Hello,
I am new to ocamllex lexer generators.
I am trying to capture raw string literal in C++ version 11 using ocamllex. [https://en.cppreference.com/w/cpp/language/string_literal]
I am using below regular expression to achieve this:
(['L' 'u' 'U']|""|"u8")? 'R' '"' ([^ '(' ')' '\\' ' ']*) '(' _* ')' ([^ '(' ')' '\\' ' ']*) '"'
But _* is something which is not good. I am not able to capture all the raw literal string from below c++ code.
#include <iostream>
using namespace std;
void testCpp11String1() {
cout << R"-DELIM-(I can write
a multi-line
string ()
")-DELIM-" << endl;
}
void testCpp11String2() {
cout << R"-DELIM-(I can put double quotes like this " " in the string as long as it is not terminated by )delimiter" where delimiter is -DELIM-)-DELIM-" << endl; // there is an odd number of double quotes in this line
}
int main() {
testCpp11String1();
testCpp11String2();
return 0;
}
Please give me some ideas.
Thank you in advance
I think your regular expression, among other things, will fail to make sure the end delimiter is the same as the first one. This is something a regular expression (without things like back-references which I think ocamllex regexes don’t have) cannot capture.

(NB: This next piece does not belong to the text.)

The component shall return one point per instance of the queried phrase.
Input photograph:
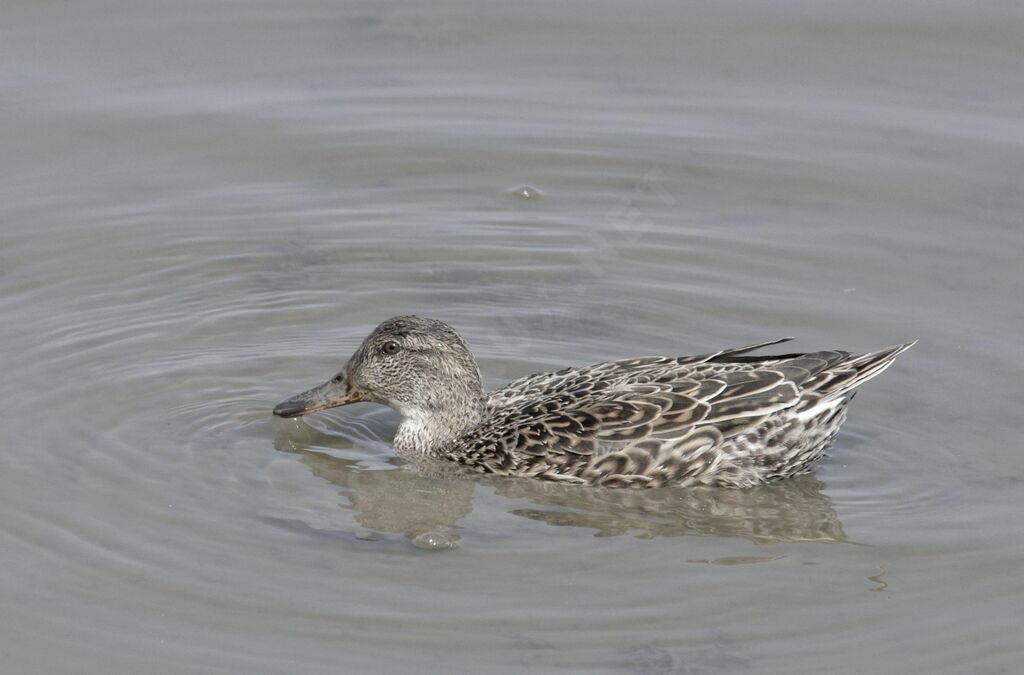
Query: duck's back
(725, 418)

The standard thing to do in ocamllex to handle things like string literals or comments is to define a separate entry point. It’s more powerful and readable than a regex, and it can handle what we want here. What I propose below is just a skeleton, you’ll want to tune it a lot to handle new lines and escapes etc etc.
let delimiter = (* a regex for valid delimiters here *)
rule token = parse
...
| "R\"" (delimiter as delim) '('
{ raw_literal delim (Buffer.create 32) lexbuf }
...
and raw_literal delim buf = parse
| [^')']*
{
Buffer.add_string buf (Lexing.lexeme lexbuf);
raw_literal delim buf lexbuf
}
| ')' (delimiter as delim2) '"'
{
if delim = delim2 then
RAW_LIT (Buffer.contents buf)
else begin
Buffer.add_string buf (Lexing.lexeme lexbuf);
raw_literal delim buf lexbuf
end
}
| ')'
{
Buffer.add_char buf ')';
raw_literal delim buf lexbuf
}
I need to use a buffer to keep track of what we’ve seen so far, since we want a single token at the end, maybe there is another way but I don’t know.
It sounds easier to me to handle the type prefixes in the parser, that way you can factorize with other kinds of strings, so I didn’t include them. Maybe I’m wrong.
Hope I helped. There’s a nice tuto about ocamllex here.
1 Like
Hello “threepwood”,
Thank you very much for your detailed reply. It is very much working!